Due to the shallow nature of the Broads, prevalence of water plants, strong current in the lower stretches and high levels of boating traffic the Broads Authority does not recommend diving recreationally on the Broads.
Those who do choose to dive are advised to consider the substantial risks and put in place measures to mitigate them.
These risks include:
- Cold water shock which can cause involuntary gasp reflex and cold incapacitation even in summer. Staying in cold water for prolonged periods can cause your muscles to lose power and make swimming and getting out of the water difficult, both of which can lead to drowning.
- Hypothermia can be caused by getting too cold and not warming up fully after exiting the water. Consider wearing a wet suit or dry suit, always enter the water gradually, know where you can get out, don't stay in too long and remember to try and get warm quickly.
- Strong tidal currents in the Broads rivers can cause fatigue and make exiting the water very difficult. Anyone considering diving should only do so if they know their capabilities, check the tides and plan exit points carefully.
- Aquatic plants are abundant throughout the Broads, and they are an important part of the river system. Aquatic plants are a high risk to divers and can cause entanglement. We strongly advise that those choosing to dive do so in areas with a low density of water plants, however, if you find yourself entangled it is important not to panic and to swim downstream using your arms only.
- Deep mud can cause difficulties and divers should always avoid shallow water.
- The presence of hidden obstructions under the water can cause serious injury. This includes underwater ropes and entangling hazards, such as discarded fishing lines and in some areas sharps (discarded needles). Care should be taken when entering the water. There are also several inlets and outlet pipes around the Broads system. We advise you check your route for these before setting off.
- Much of the Broads has reeded edges or muddy banks which can have hidden piling and no access to roads or other infrastructure which can make accessing these areas, particularly in an emergency very difficult.
- Blue Green Algae can be present in the water when conditions are right. Whilst some blue green algae may not harmful, it is not advisable to enter the water where any blue-green algae is present.
- Leptospirosis, also called Weil's disease, is an infection you can get from animals. You can get leptospirosis from freshwater that contains infected urine which gets in your mouth, eyes or a cut, although rare in the UK you should let your doctor know if you have been in open water if you have any of the symptoms.
- Visibility in the water is something divers must also be aware of. Visibility can be poor, particularly in the lower reaches of the broads system and may change quickly in certain river flow conditions.
- The Broads is very busy with boats all year round, but especially through the summer season. If you are below the water’s surface your presence/visibility will be unknown to other waterway users, even with a ‘diver down’ buoy or flag, which not all boat users will understand. It is advised that anyone who dives has someone on the surface, either on a safety vessel or on an adjacent bank to warn other boat users of the divers’ presence. Divers should avoid the water-ski areas.
- Divers may be tempted to enter the river using the safety ladders located on Broads Authority moorings. This is a very dangerous place to enter the water as vessels will be constantly manoeuvring to either come alongside or move out into the river.
- Make sure you plan ahead.
- Let someone know where you are going and what time you plan to return.

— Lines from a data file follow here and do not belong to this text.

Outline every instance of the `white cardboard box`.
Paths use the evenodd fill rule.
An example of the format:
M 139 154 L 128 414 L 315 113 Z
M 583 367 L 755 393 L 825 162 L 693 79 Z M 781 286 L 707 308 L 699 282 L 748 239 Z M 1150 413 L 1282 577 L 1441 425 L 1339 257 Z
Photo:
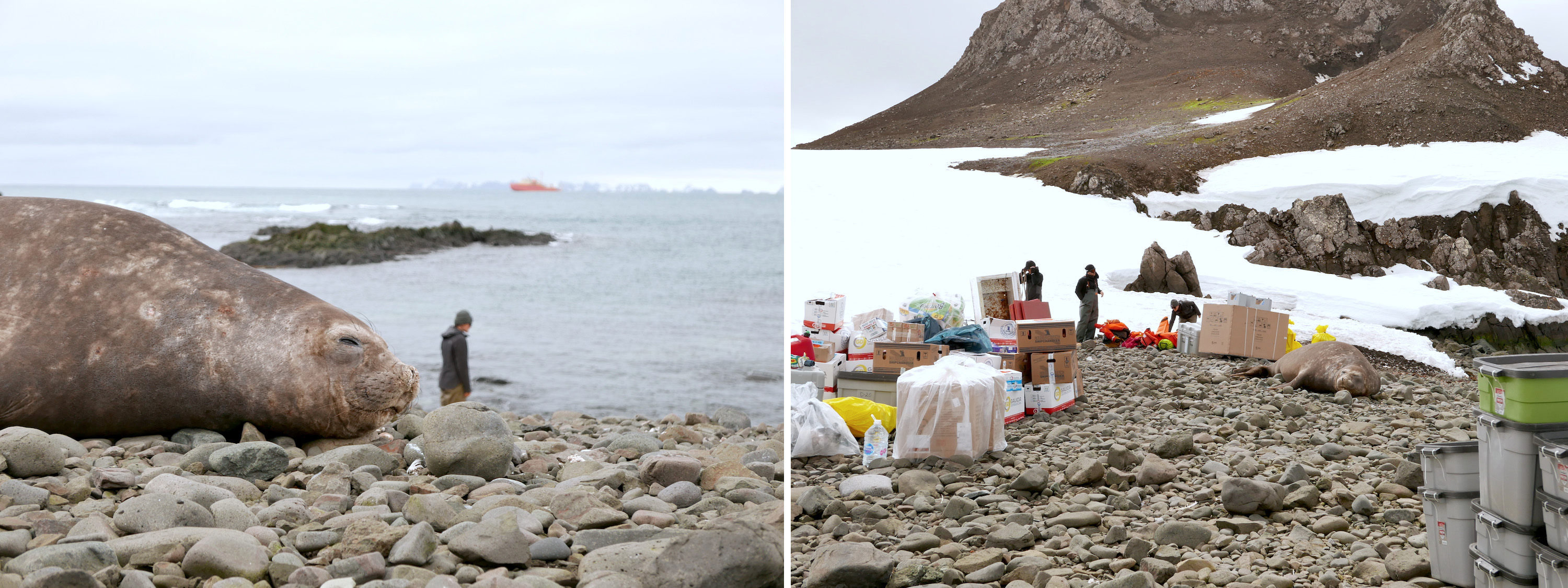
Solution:
M 844 328 L 844 295 L 806 301 L 806 328 L 814 331 L 837 331 Z
M 818 329 L 818 331 L 812 332 L 811 343 L 812 345 L 817 345 L 817 343 L 831 343 L 833 345 L 833 353 L 845 353 L 845 350 L 850 347 L 850 336 L 851 336 L 851 332 L 853 331 L 850 331 L 848 326 L 845 326 L 842 329 L 837 329 L 837 331 Z
M 997 358 L 1000 359 L 1000 358 Z M 1024 409 L 1029 405 L 1029 398 L 1024 395 L 1024 372 L 1019 370 L 1000 370 L 1002 379 L 1007 381 L 1004 394 L 1007 394 L 1007 401 L 1002 403 L 1004 422 L 1014 422 L 1024 417 Z
M 1073 406 L 1077 398 L 1077 384 L 1044 384 L 1024 387 L 1024 412 L 1055 412 Z
M 1018 321 L 985 317 L 980 326 L 991 339 L 991 353 L 1018 353 Z

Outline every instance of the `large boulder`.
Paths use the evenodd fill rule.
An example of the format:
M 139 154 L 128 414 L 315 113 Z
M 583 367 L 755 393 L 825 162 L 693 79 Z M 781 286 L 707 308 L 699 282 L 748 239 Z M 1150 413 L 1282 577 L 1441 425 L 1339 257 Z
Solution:
M 212 535 L 185 550 L 180 568 L 190 577 L 243 577 L 259 582 L 267 575 L 267 547 L 254 538 Z
M 1192 262 L 1192 254 L 1182 251 L 1181 256 L 1167 257 L 1159 241 L 1143 249 L 1143 260 L 1138 263 L 1138 278 L 1132 284 L 1127 284 L 1127 292 L 1170 292 L 1203 298 L 1203 287 L 1198 284 L 1198 268 Z
M 196 500 L 149 492 L 121 502 L 114 510 L 114 527 L 135 535 L 172 527 L 216 527 L 216 521 Z
M 464 474 L 494 480 L 511 470 L 511 428 L 485 405 L 461 401 L 442 406 L 425 416 L 420 426 L 420 450 L 431 475 Z
M 49 433 L 28 426 L 0 430 L 0 456 L 5 472 L 17 478 L 60 474 L 66 467 L 66 452 Z
M 5 563 L 6 574 L 27 575 L 44 568 L 99 571 L 118 564 L 114 550 L 102 541 L 80 541 L 30 549 Z
M 1231 514 L 1267 513 L 1283 506 L 1279 494 L 1269 483 L 1253 478 L 1225 480 L 1220 485 L 1220 503 Z

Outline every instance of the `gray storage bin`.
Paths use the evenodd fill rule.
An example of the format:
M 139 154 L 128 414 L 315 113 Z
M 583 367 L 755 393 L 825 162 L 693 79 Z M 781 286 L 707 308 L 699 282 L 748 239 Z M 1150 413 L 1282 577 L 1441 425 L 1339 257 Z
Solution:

- Ensure you have safe access and egress points planned as well as planning for emergency egress points if you encounter issues during the dive.
- If diving in a group, ensure that all divers have left the water at the end of the session.
If there is an accident or near miss, this needs to be reported to the Broads Control office 01603 756056 or email@example.com and BSAC who collate incidents nationally.
Additional information and safety advice can be found:
- On the British Sub-Aqua Club website
- On the RNLI website
- And the HSE has produced an Approved Code of Practice and guidance for Recreation Diving Projects
It is advised that anyone participating in recreational diving undertakes appropriate training courses and ideally gains a nationally recognised training qualification issued by one of the recognised training agencies, for example BSAC, PADI, SAA.
Diving as part of an organised event (including litter picks)
All events being planned on the Broads need permission from the Authority. As part of issuing permission, the Authority can set conditions to help ensure the safety of participants and other river users. This usually involves event organisers producing a risk assessment to cover the key risks involved with the activity. Under byelaw 86 of the Navigation Byelaws 1995, it is an offence not to notify the Authority of any such event.
For further details see our webpage on organising events in the Broads.
Commercial diving or diving as part of works requiring a works licence
Undertaking diving related to a work activity,
If commercial diving operations take place on the broads, then the Diving at Work Regulations 1997 will apply, and you will have duties under the Regulations.